Curse of dimensionality part 1: Value at Risk

The term ‘curse of dimensionality’ is now standard in advanced statistical courses, and refers to the disproportional increase in data which is needed to allow only slightly more complex models. This is true in high-dimensional settings. Here is an illustration of the ‘Curse of dimensionality’ in action.

‘Curse of dimensionality’ illustration; Value at risk estimation

There has been a tremendous and gratifying advances in the estimation of Value-at-Risk (VaR). Loosely speaking, this value is a lower-bound. With some probability, say 10%, and helped by some assumptions, you will lose no more than that particular value. For a single name in the portfolio, estimating a 10% VaR is fairly easy to do. What is important is that you have enough data for your estimate to be accurate. Specifically, it is crucial to have enough data points in that region- the 10% tail. The following figure shows the daily return distribution of US stocks (ticker SPY) and US bonds (ticker TLT). The blue bars represent points which lay in the 10% tail.

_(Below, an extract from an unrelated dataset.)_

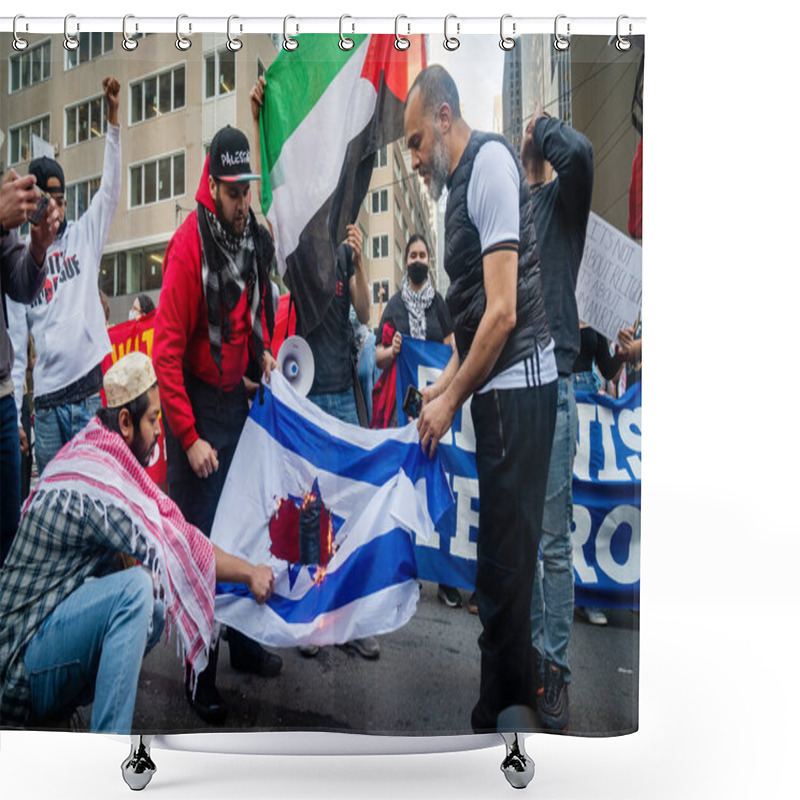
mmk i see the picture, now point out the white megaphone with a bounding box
[276,336,315,397]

Your VaR estimate relies heavily on those data points.

For 10 years of daily data we have 290 data points for SPY and 252 data points for TLT. A fair number, sure. Enough so that we can trust our VaR estimate (whichever you wish to estimate it).

Now, a lot of effort is flowing into the estimation of dependence in general, and specifically tail-dependence. You absolutely do not want your your bonds to fail you exactly when you rely the most on their protection\diversification. If there IS a strong tail dependence between stocks and bonds you need to find other instruments to defend your portfolio from tail event in stocks. But if tail-dependence is weak, really weak, not estimated to be weak, then you are good.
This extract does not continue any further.